ICMP is just different protocol from UDP. There's field "Protocol" in IP packet. 0x01 = ICMP, 0x06 = TCP, 0x11 = UDP.

I think that this article gets terminology wrong. It's not UDP socket that gets created here, but Datagram socket. Seems to be bad API naming in Rust library.

  • stavros a day ago

    > It's not UDP socket that gets created here, but Datagram socket

    A datagram socket is a UDP socket, though. That's what the D stands for.

    • jmgao a day ago

      Wrong way around: UDP sockets are datagram sockets, there are datagram sockets that are not UDP.

    • Quarrel a day ago

      To give a more nuanced reply versus the "you're wrong" ones already here, the difference is that UDP adds send and receive ports, enabling most modern users (& uses) of UDP. Hence, it is the "User" datagram protocol.

      (it also adds a checksum, which used to be more important than it is nowadays, but still well worth it imho.)

    • pwdisswordfishy 21 hours ago

      In related news, all rectangles are squares and all animals are dogs.

    • meindnoch a day ago

      Not every cola is Coca-Cola, even though "Cola" stands for cola.

    • jdndbdbd a day ago

      No? Why would you think a datagram socket is UDP?

      • stavros a day ago

        What a reasonable question to be asked today.

slugonamission a day ago

So in fairness, this doesn't actually use UDP at all (SOCK_DGRAM does not mean UDP!).

The actual protocol in use, and what's supported, it matched by all of the address family (IPV4), the socket type (DGRAM), and the protocol (ICMP).
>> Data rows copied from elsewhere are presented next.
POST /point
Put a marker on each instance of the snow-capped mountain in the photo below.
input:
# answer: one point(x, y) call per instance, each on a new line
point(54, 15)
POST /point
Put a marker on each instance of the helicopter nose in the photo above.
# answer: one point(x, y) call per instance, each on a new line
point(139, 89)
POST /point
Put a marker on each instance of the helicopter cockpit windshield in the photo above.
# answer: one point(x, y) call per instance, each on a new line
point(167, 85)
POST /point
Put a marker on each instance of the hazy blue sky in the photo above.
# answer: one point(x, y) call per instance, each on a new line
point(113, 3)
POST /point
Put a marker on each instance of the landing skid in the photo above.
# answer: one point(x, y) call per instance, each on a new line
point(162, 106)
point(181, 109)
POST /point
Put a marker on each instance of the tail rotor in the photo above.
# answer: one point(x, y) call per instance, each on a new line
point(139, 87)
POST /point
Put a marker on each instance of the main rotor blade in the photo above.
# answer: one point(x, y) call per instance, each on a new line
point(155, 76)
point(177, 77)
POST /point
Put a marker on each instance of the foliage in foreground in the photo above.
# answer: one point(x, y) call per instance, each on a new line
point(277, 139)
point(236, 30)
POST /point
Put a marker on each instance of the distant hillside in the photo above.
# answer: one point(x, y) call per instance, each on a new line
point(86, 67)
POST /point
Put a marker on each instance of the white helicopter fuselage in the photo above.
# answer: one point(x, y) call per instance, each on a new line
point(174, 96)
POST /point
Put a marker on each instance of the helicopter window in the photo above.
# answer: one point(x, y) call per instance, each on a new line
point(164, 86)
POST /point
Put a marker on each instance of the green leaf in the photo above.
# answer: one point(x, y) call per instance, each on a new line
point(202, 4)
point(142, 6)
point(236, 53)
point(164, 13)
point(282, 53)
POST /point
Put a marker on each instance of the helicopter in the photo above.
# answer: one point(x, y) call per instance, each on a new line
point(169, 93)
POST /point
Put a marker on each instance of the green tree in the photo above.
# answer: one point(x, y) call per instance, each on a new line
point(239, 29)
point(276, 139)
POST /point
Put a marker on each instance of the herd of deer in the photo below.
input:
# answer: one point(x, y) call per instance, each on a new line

The match structure for IPV4 is here in Linux at least: https://elixir.bootlin.com/linux/v6.18/source/net/ipv4/af_in...

So ultimately, it's not even UDP, it's just creating a standard ICMP socket.

the8472 a day ago

The semantic wrappers around file descriptors (File, UdpSocket, PidFd, PipeReader, etc.) are advisory and generally interconvertible. Since there's no dedicated IcmpSocket they're using UdpSocket which happens to provide the right functions to invoke the syscalls they need.

jeroenhd 21 hours ago

The rust API in use lets you feed an fd into a UdpSocket which calls the necessary send/recv/etc on it.

The socket itself is an ICMP socket, but the ICMP shaped API just happened to fit into the UDP shaped hole. I'm sure some advanced UDP socket options will break or have weird side effects if your code tries to apply them.